Back down the slope in the sitooterie, tagetes and rudbeckias have germinated well, as have the leeks, which I potted up yesterday.  The fuchsia cuttings are a bit curate’s egg, but we’ll give them time.  Some of the herbs are germinating: rosemary, tarragon and sage.  Today I have hacked down the holly, pyracantha and laurel up beside the garden bench, and am casting a murderous eye towards the remaining  laurel.  They all grew wild when they could hide among the leylandii: the hedge having gone, they looked pretty straggly.  Well, the pyracantha has taken its revenge: see scalp.

As for other projects, the toon cooncil has ‘validated’ our application to make a habitable room of the small garage, giving itself a target date for decision a month and some days hence.  The builder is keeping a June start date in his diary, so it might be an idea to mark your diaries to avoid the blog for that month.  I get rather intense during building work...

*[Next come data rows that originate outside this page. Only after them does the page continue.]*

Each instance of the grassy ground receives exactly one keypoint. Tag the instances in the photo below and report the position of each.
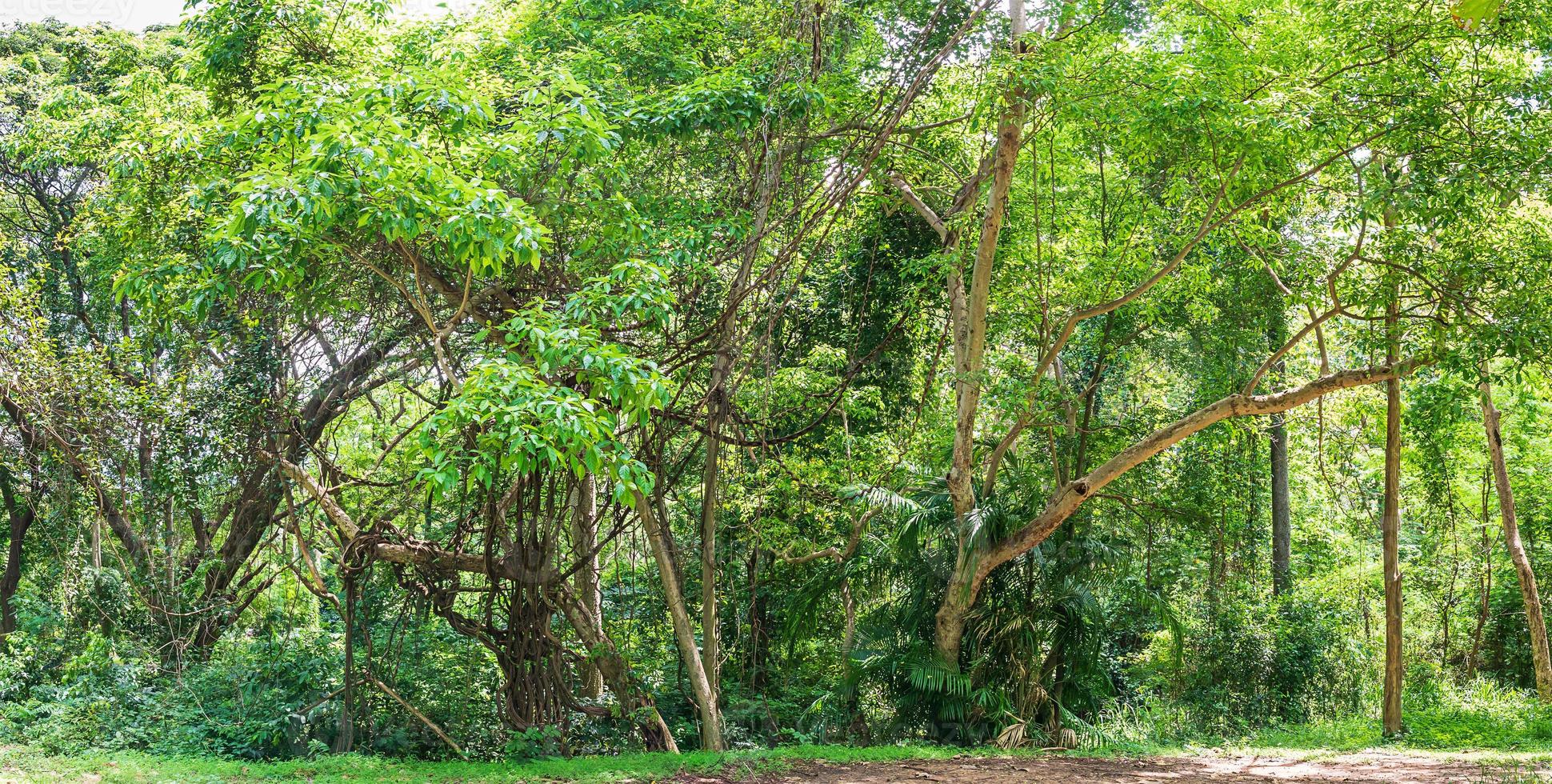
(26, 764)
(1484, 736)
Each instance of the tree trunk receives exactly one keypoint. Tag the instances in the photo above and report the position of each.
(1517, 551)
(345, 739)
(1482, 609)
(635, 704)
(21, 516)
(719, 404)
(969, 313)
(584, 530)
(1281, 511)
(1071, 496)
(662, 542)
(1390, 531)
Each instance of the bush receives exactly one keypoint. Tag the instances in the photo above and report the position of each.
(1253, 663)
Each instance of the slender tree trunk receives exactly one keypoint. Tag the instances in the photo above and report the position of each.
(635, 704)
(584, 522)
(1482, 609)
(345, 739)
(1281, 511)
(719, 404)
(1517, 551)
(1390, 530)
(969, 313)
(662, 544)
(21, 516)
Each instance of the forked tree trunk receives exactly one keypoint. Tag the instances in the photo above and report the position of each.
(1390, 533)
(635, 702)
(21, 516)
(1517, 551)
(969, 313)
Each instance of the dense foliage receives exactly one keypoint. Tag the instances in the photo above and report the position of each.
(581, 376)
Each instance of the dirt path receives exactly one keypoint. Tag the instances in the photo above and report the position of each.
(1366, 767)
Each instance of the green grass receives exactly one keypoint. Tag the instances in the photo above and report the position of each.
(1474, 733)
(135, 767)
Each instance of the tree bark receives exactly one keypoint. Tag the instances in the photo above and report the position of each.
(584, 522)
(1487, 589)
(1281, 510)
(969, 314)
(1517, 551)
(21, 516)
(1390, 531)
(635, 704)
(1066, 500)
(662, 544)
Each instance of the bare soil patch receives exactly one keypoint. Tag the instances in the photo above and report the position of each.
(1366, 767)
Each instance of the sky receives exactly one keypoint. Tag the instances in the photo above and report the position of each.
(134, 14)
(137, 14)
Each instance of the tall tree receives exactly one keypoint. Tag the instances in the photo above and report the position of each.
(1540, 655)
(1390, 531)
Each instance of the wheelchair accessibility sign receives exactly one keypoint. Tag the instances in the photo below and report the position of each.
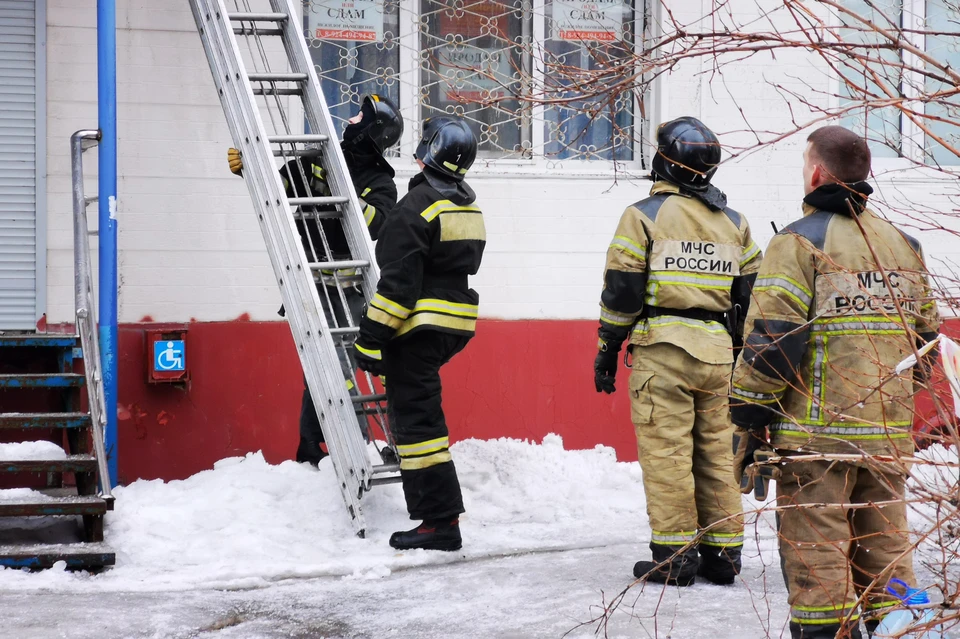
(169, 356)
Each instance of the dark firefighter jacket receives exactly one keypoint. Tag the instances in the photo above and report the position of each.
(430, 245)
(373, 179)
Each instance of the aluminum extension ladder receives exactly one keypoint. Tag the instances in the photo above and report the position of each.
(263, 80)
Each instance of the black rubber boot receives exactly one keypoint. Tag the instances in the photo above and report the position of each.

What else?  We’re both now within four weeks of jab2, and are making no travel plans meanwhile.  We have cashed in our loans to the Bank of Cunard, and have more than committed the funds involved to home improvements, and will think about travels only once the situation has improved.  We’re really alarmed by the behaviour of our fellow-citizens, who don’t seem to give a fat fuck whether they acquire or transmit the virus.  Probably a good job that the weather is returning to glacial on Monday.  It is shocking to see how people are gathering in large crowds in parks and on beaches.  The vast amount of litter left behind just reinforces the message that too many of our fellow citizens lack any concept of civic pride or social responsibility.  I blame Thatcher.